To make the sauce, peel and finely slice the garlic cloves. Pick the basil leaves and finely slice the stalks.
Heat a good couple of lugs of oil in a large pan over medium heat, add the garlic and basil stalks. Pierce the chilli once with a knife so it doesn’t explode when frying, then add to the pan. Fry gently until the garlic is soft but not coloured, stirring occasionally.
Add the tomatoes and season lightly with sea salt and black pepper, then simmer gently over a low heat for 30 minutes, or until thickened and slightly reduced.

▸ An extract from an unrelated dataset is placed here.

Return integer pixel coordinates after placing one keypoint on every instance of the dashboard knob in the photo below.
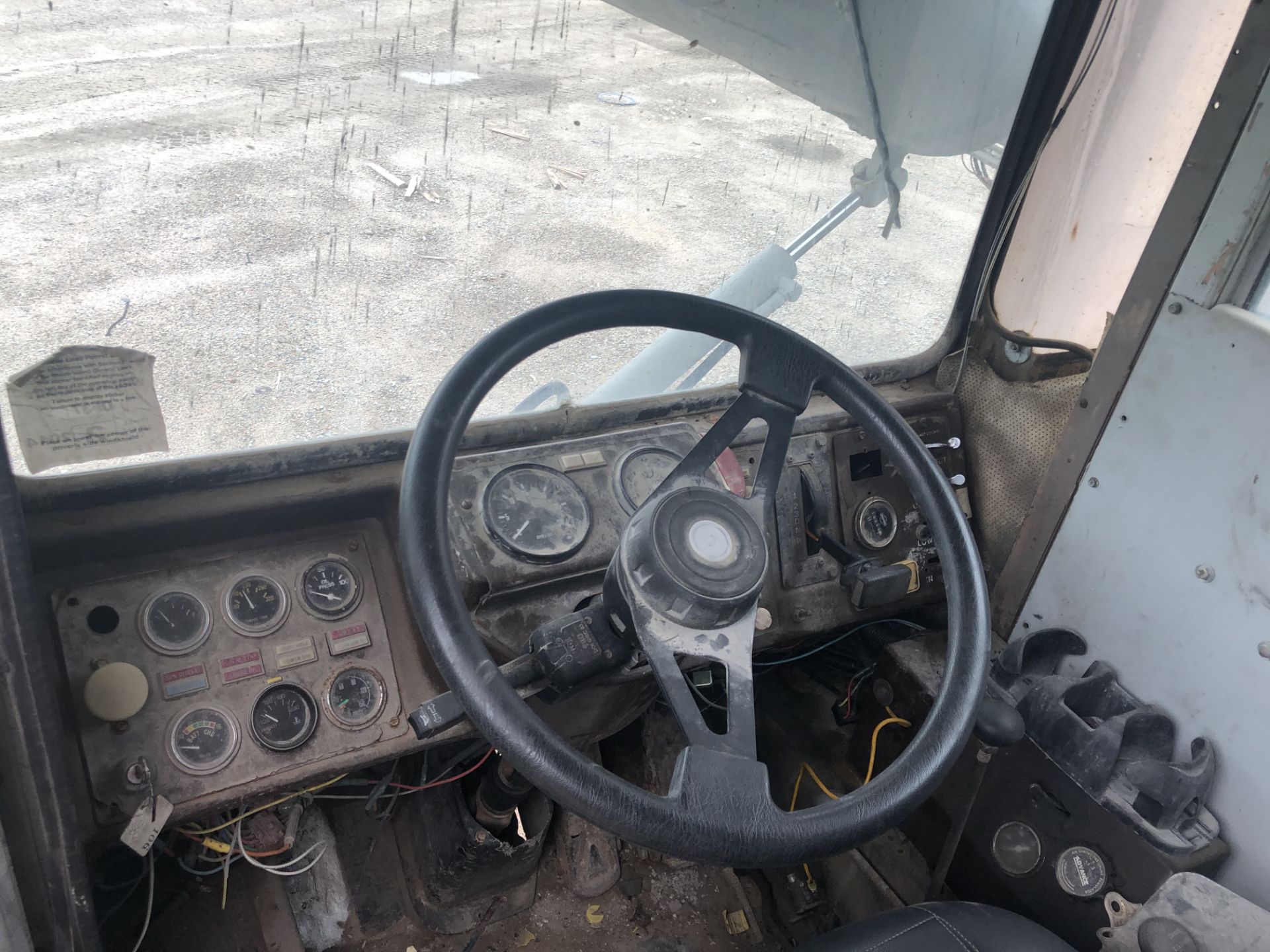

When the time's up, remove the chilli, and break up the tomatoes with the back of a spoon. Taste and adjust the seasoning, if needed, then add a tiny swig of red wine vinegar to give it a little twang.
Preheat the oven to 220°C/425°F/gas 7.
Pour the tomato sauce into a 20cm x 30cm roasting tray. Season the fish fillets on both sides with a little salt and pepper, then place on top of the sauce.
Squash the olives, using the base of a jar or something heavy, and remove the stones. Sprinkle into the tray, along with the capers and most of the basil leaves over the fish.
Cook in the oven for around 15 minutes or until the fish is cooked through – check by cutting into the thickest part of one or two of the fillets; they should be pearly white and not transparent.
Scatter over the remaining basil leaves. Lovely served with new potatoes and a green salad.